5. The Basil Plant Care
There are six (6) things that you need to pay attention to when it comes to the basil plant care. Here are the tips:
- When planting basil, mix it with some organic water about one foot deep. This will hold the moisture but still improving the drainage. It is all in balance.
- Try to water the plants regularly without getting the soil soggy. Avoid splashing the water onto the leaves.
- Rich soil usually does not need fertilizer, whether you plant basil or other types of plants. However, it will not hurt if you add some compost or compost tea.
- Use the mulch around the basil plant. Basil never likes any competitions with other plants but still need the moisture.
- Do not let your basil plant stress out because of the heat and the drought. Try to keep everything well-balanced. This includes pouring more water for it when the day feels hotter than usual.
- Never let your basil get too cold, not even with the slightest frost. Cover the plant more properly with row covers. Make sure you can also harvest it before the first frost.
6. Other Things to Pay Attention To When It Comes To Growing Basil
Not only with other fellow plants, but basil also needs to watch out for the other two factors:
- Bacterial and fungal leaf variety, including stem and roots diseases
Aphids are green bugs that love hanging out by your plants. These small and soft-bodied insects can survive in almost any environment.

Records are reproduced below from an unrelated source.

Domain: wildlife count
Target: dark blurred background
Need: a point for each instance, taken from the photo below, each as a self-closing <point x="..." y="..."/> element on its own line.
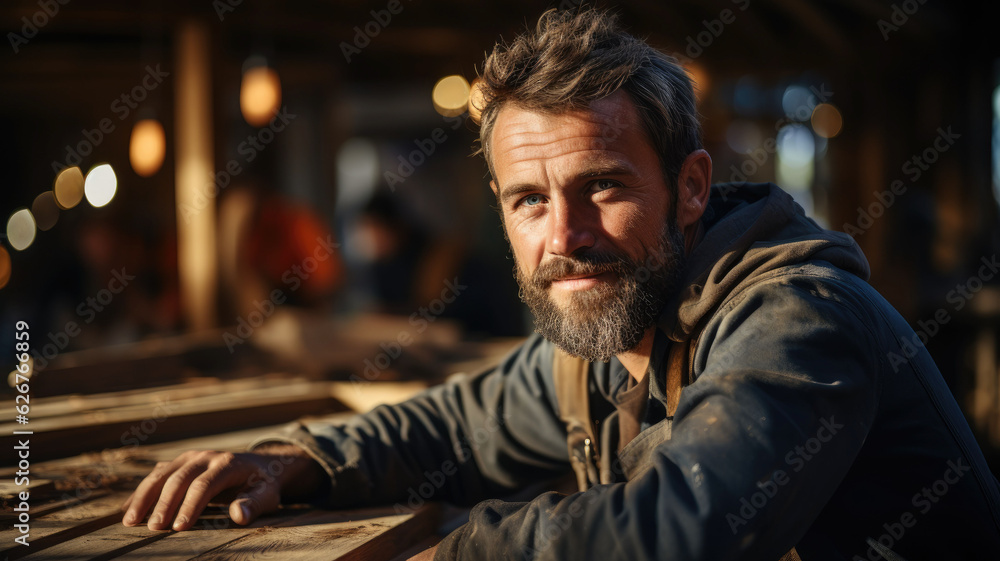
<point x="296" y="168"/>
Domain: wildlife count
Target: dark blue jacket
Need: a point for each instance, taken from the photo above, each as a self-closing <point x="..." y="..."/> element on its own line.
<point x="814" y="418"/>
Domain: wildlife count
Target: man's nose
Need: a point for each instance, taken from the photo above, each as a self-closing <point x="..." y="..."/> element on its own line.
<point x="570" y="229"/>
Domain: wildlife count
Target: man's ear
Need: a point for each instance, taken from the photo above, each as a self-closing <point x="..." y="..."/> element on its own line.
<point x="693" y="186"/>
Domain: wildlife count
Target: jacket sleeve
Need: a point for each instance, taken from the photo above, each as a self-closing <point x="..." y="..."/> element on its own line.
<point x="473" y="437"/>
<point x="785" y="393"/>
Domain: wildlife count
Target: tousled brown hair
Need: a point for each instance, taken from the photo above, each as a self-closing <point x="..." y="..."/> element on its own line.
<point x="576" y="57"/>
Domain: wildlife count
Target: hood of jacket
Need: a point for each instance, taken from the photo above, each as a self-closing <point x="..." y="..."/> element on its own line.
<point x="749" y="229"/>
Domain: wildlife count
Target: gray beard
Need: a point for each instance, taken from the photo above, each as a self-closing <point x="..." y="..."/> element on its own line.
<point x="613" y="318"/>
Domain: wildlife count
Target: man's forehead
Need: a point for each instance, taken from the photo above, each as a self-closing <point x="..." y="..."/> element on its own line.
<point x="606" y="119"/>
<point x="607" y="130"/>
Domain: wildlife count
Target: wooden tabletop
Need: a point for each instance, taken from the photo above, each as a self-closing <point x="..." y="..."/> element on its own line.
<point x="74" y="512"/>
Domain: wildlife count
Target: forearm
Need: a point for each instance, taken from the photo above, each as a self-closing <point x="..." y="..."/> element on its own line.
<point x="300" y="477"/>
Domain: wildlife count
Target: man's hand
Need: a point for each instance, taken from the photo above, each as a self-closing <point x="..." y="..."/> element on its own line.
<point x="182" y="488"/>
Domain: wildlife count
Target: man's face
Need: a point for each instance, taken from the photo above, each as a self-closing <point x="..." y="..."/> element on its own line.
<point x="588" y="214"/>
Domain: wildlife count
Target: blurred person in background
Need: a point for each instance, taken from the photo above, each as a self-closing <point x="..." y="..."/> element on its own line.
<point x="709" y="363"/>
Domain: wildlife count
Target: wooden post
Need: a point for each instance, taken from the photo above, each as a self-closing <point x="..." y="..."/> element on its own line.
<point x="195" y="192"/>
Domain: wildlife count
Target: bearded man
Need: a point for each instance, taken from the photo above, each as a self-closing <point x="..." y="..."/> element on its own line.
<point x="709" y="362"/>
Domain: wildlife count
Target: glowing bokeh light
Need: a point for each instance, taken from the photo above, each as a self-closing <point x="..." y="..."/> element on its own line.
<point x="100" y="185"/>
<point x="260" y="95"/>
<point x="798" y="102"/>
<point x="68" y="188"/>
<point x="826" y="120"/>
<point x="451" y="95"/>
<point x="45" y="210"/>
<point x="5" y="268"/>
<point x="477" y="102"/>
<point x="147" y="147"/>
<point x="21" y="229"/>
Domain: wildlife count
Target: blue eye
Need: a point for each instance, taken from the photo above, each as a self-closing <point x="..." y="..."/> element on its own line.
<point x="604" y="184"/>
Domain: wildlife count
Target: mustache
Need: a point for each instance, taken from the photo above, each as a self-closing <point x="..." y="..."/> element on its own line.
<point x="585" y="264"/>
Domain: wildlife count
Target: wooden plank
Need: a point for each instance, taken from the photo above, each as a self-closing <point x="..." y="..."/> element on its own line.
<point x="61" y="437"/>
<point x="371" y="537"/>
<point x="214" y="529"/>
<point x="108" y="542"/>
<point x="64" y="524"/>
<point x="9" y="489"/>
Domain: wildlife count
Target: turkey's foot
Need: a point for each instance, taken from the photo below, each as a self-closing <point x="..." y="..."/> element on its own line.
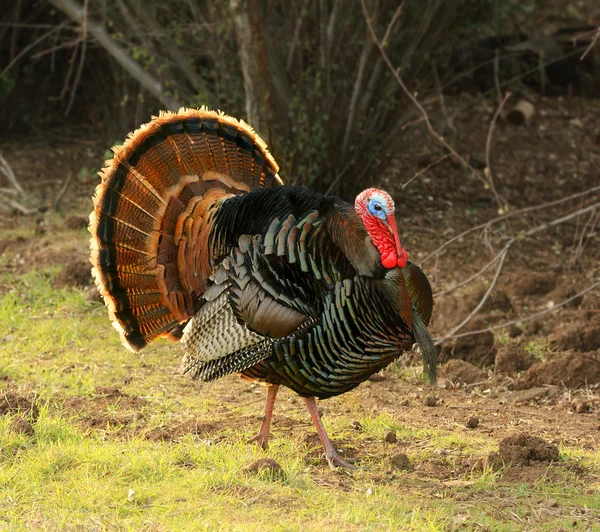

They are also very quick to move around. Therefore, you need proper basil plant care on a regular basis. Once a month is enough.
Besides spraying them with dormant horticultural oil in winter, you can also use catnip, mustard, garlic, and chives. You can even use alcohol to control aphids’ population.
In some cases, the aphids’ population control can also be done by using alcohol. Well, as long as it is pure ethanol instead of anything with more additives.
How to create an emulsion from alcohol? Add it to a soapy emulsion to be more effective. Just put it in a spray bottle. Combine it with five cups of water, two cups of alcohol, and one tablespoon of your regular liquid soap.
Before you start using it, testing it first on the back of your hand. If their reaction is mild, then you are safe. Start by testing the small area. If it is safe, then you may proceed with growing basil.